Satori provides AI-powered text processing tools for summarization, grammar fixing, expansion, simplification, and more.

Overview

The text processing endpoint (/api/tenants/{tenant_id}/tools/text) provides:

  • Summarization: Condense long content into key points
  • Grammar/Spelling Fix: Correct errors and improve clarity
  • Expansion: Add detail and depth to brief text
  • Simplification: Make complex text more accessible
  • Improvement: Enhance overall writing quality

Note: For custom prompts and advanced text generation with context-awareness, see the Text Completions API.

Available Actions

1. Summarize

Condense text into a concise summary:

curl -X POST "__API_HOST__/api/tenants/{tenant_id}/tools/text" \
  -H "Authorization: Bearer <YOUR_JWT_TOKEN>" \
  -H "Content-Type: application/json" \
  -d '{
    "action": "summarize",
    "text": "Long document text here...",
    "use_knowledge_base": false,
    "use_general_knowledge": false,
    "enclave_id": "750e8400-e29b-41d4-a716-446655440000"
  }'

2. Fix

Correct spelling and grammatical errors:

curl -X POST "__API_HOST__/api/tenants/{tenant_id}/tools/text" \
  -H "Authorization: Bearer <YOUR_JWT_TOKEN>" \
  -H "Content-Type: application/json" \
  -d '{
    "action": "fix",
    "text": "Text with speling and grammer errors.",
    "use_knowledge_base": false,
    "use_general_knowledge": false,
    "enclave_id": "750e8400-e29b-41d4-a716-446655440000"
  }'

3. Expand

Add detail, context, and depth to brief text:

curl -X POST "__API_HOST__/api/tenants/{tenant_id}/tools/text" \
  -H "Authorization: Bearer <YOUR_JWT_TOKEN>" \
  -H "Content-Type: application/json" \
  -d '{
    "action": "expand",
    "text": "Short text that needs more detail.",
    "use_knowledge_base": true,
    "use_general_knowledge": false,
    "enclave_id": "750e8400-e29b-41d4-a716-446655440000"
  }'

4. Simplify

Make complex text more concise and easier to understand:

curl -X POST "__API_HOST__/api/tenants/{tenant_id}/tools/text" \
  -H "Authorization: Bearer <YOUR_JWT_TOKEN>" \
  -H "Content-Type: application/json" \
  -d '{
    "action": "simplify",
    "text": "Complex technical explanation...",
    "use_knowledge_base": false,
    "use_general_knowledge": false,
    "enclave_id": "750e8400-e29b-41d4-a716-446655440000"
  }'

5. Improve

Enhance overall writing quality, tone, and clarity:

curl -X POST "__API_HOST__/api/tenants/{tenant_id}/tools/text" \
  -H "Authorization: Bearer <YOUR_JWT_TOKEN>" \
  -H "Content-Type: application/json" \
  -d '{
    "action": "improve",
    "text": "Text to be enhanced...",
    "use_knowledge_base": false,
    "use_general_knowledge": false,
    "enclave_id": "750e8400-e29b-41d4-a716-446655440000"
  }'

Migration to Text Completions API

The action: "prompt" parameter has been removed from the /tools/text endpoint.
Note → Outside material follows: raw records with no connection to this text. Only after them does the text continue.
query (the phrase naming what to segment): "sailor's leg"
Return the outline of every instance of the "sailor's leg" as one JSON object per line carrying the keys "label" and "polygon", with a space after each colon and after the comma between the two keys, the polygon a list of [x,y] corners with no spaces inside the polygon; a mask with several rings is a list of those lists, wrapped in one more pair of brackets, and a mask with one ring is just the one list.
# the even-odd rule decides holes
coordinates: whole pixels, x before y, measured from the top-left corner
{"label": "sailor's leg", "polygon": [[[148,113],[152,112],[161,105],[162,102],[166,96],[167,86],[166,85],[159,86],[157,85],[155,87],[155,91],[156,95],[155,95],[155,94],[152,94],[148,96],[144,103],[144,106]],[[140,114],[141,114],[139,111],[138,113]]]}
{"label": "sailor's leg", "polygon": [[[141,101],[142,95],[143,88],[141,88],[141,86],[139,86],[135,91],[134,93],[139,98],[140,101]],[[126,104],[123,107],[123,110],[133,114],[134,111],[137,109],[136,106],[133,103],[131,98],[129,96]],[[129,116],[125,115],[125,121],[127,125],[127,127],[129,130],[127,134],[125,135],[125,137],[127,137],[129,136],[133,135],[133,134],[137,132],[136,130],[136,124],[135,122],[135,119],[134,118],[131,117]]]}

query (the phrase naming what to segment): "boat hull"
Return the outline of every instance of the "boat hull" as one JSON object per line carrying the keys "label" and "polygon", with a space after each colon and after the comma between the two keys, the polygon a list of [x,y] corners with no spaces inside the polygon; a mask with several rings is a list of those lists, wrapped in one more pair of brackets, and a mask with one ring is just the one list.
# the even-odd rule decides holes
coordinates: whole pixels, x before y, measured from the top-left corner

For custom prompts and advanced text generation features, migrate to the new Text Completions API:

Old (Deprecated):

curl -X POST "/api/tenants/{tenant_id}/tools/text" \
  -d '{
    "action": "prompt",
    "text": "Text to process",
    "prompt": "Translate this to Spanish",
    ...
  }'

New (Recommended):

curl -X POST "/api/tenants/{tid}/enclaves/{eid}/tools/text/completions/stream" \
  -d '{
    "prompt": "Translate this to Spanish",
    "context": {
      "highlightText": "Text to process"
    }
  }'

The new API provides: - Rich context parameters (ai_instructions, doc_context, highlight_text, placement_template) - Tool integration (knowledge_base, web_search) - Streaming and structured response modes - Better control over AI behavior

See the Text Completions API Guide for complete documentation.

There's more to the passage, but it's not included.